しかし、一口に制震ダンパーと言っても、その種類や形状はさまざまです。この記事では、各種制震ダンパーを徹底的に比較し、ご自身の家に最適な製品を選ぶためのポイントを、専門的な資料や実験データを交えながら詳しく解説します。
「耐震」だけでは守りきれない?繰り返す揺れが家に与えるダメージ
現在の住宅は、建築基準法に基づき、震度6強から7の地震でも一度では倒壊しない「耐震性能」を持つように設計されています。しかし、一度大きな地震を耐えたとしても、建物にダメージが蓄積されていないわけではありません。
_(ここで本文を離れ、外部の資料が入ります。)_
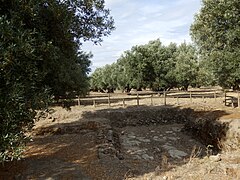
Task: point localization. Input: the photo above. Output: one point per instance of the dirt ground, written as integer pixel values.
(144, 142)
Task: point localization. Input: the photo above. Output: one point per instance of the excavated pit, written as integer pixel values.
(136, 140)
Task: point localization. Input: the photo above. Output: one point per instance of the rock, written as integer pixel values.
(147, 157)
(215, 158)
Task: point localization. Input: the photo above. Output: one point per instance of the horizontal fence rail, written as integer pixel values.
(229, 98)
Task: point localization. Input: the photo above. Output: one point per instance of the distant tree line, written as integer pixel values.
(213, 58)
(154, 66)
(41, 58)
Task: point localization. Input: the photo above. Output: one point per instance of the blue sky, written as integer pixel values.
(140, 21)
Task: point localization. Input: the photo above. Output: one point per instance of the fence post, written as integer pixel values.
(190, 96)
(215, 96)
(109, 103)
(238, 100)
(151, 100)
(137, 99)
(79, 101)
(165, 98)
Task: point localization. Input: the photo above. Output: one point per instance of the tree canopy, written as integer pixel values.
(40, 56)
(216, 32)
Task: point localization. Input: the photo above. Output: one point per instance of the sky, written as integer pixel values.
(139, 21)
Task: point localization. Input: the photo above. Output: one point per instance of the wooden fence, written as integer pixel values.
(226, 97)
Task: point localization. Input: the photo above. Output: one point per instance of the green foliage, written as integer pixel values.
(40, 57)
(186, 66)
(153, 66)
(216, 31)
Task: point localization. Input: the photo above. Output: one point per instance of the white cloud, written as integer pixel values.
(139, 21)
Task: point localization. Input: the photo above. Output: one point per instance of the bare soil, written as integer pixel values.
(145, 142)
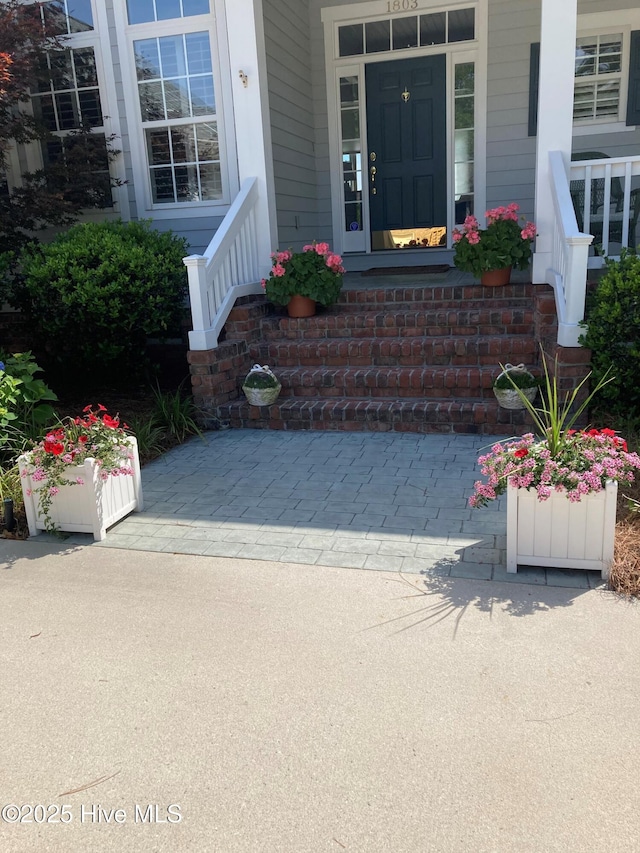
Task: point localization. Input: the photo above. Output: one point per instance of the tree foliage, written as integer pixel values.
(76, 177)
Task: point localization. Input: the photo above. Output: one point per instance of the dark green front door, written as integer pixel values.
(407, 157)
熊本地震のように、大きな本震の後に同程度の揺れが繰り返し発生すると、柱や梁にわずかなズレが生じ、構造躯体の損傷が進行します。目に見えない部分での釘の緩みや木材のささくれなどが、家の寿命を少しずつ縮めてしまうのです。
耐震性の高い家ほど、揺れの衝撃は大きくなるという側面もあります。硬い箱の方が、柔らかい箱よりも中の物が激しく揺さぶられるのと同じ原理です。
そこで重要になるのが、揺れを吸収し、建物の損傷を防ぐ「制振」の技術です。
制震ダンパーの「種類」を比較! オイル・ゴム・金属の違い
制震ダンパーは、地震の運動エネルギーを熱エネルギーに変換して揺れを吸収する装置です。その仕組み(素材)によって、主に3つの種類に分けられます。
1. 油圧(オイル)式ダンパー
- 特徴: シリンダーに充填されたオイルの抵抗を利用して衝撃を吸収します。自動車のショックアブソーバーにも使われている信頼性の高い技術です。
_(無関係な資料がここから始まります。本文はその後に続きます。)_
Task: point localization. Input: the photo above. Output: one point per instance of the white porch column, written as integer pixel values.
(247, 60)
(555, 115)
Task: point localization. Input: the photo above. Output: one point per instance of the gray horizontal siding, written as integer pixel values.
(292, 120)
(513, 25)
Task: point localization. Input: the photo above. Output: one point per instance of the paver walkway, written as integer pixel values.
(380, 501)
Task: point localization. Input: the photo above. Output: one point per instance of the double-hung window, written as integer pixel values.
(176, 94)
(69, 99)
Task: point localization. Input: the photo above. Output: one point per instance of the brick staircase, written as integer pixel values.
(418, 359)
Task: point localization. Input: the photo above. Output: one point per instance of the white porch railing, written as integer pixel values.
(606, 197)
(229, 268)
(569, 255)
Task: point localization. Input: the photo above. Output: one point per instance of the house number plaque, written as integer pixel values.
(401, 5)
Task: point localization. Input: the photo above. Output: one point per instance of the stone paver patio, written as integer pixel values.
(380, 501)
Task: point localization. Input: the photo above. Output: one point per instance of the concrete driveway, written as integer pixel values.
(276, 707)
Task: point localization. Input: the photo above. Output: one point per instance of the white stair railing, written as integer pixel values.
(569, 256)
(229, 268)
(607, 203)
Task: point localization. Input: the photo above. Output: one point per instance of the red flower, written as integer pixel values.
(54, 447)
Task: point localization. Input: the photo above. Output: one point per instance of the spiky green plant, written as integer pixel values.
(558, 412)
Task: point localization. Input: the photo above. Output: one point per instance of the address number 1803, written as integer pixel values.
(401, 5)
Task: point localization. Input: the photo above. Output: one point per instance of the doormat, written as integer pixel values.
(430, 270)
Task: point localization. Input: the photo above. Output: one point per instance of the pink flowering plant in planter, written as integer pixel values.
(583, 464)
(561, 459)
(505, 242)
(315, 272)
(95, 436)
- メリット: 震度1のようなごく小さな揺れから、震度7の大きな揺れまで、揺れの大小にかかわらず効果を発揮します。また、100万回の作動試験をクリアするほどの高い耐久性を持ち、繰り返す余震にも強いのが特長です。
- デメリット: 構造が複雑なため、他のタイプに比べて価格が比較的高価になる傾向があります。
2. ゴム系ダンパー
- 特徴: 特殊なゴムの伸び縮みを利用して揺れを吸収します。
- メリット: 繰り返しの揺れにも一定の効果を発揮します。
- デメリット: ゴムの特性上、温度変化や経年による劣化の懸念があります。
3. 金属系ダンパー
- 特徴: 鋼材などの金属が曲がる際の力を利用して地震エネルギーを消費します。
- メリット: 比較的安価な製品が多いです。
- デメリット: 小さな揺れでは効果を発揮しにくく、主に大きな地震での倒壊を防ぐことを目的としています。一度大きな力が加わると金属が変形し、元に戻らないため、繰り返しの地震で効果が薄れる可能性があります。

制震ダンパーの「形状」を比較! 取り付け方で効果が変わる
ダンパーが地震のエネルギーを効率よく吸収できるかどうかは、その取り付け形状も大きく影響します。
- 1. 筋かい型
- 特徴: 建物の柱と梁の間に、対角線状に「筋かい」のように設置するタイプです 。
- メリット: 建物の変形をダイレクトにダンパーに伝えることができるため、エネルギーのロスが少なく、最も効率的に制震効果を発揮できる形状とされています 。evoltzはこの形状を採用しています。
- デメリット: 壁の中に設置スペースが必要となります。
- 2. 縦リンク型
- 特徴: 柱の間にダンパーを垂直に設置し、支持材(リンク)を介して揺れのエネルギーを伝達するタイプです 。制振壁の構成としては直接接合型に分類されます 。
- メリット: 間柱(まばしら)のように壁の中に配置できるため、設計の自由度を保ちやすい場合があります。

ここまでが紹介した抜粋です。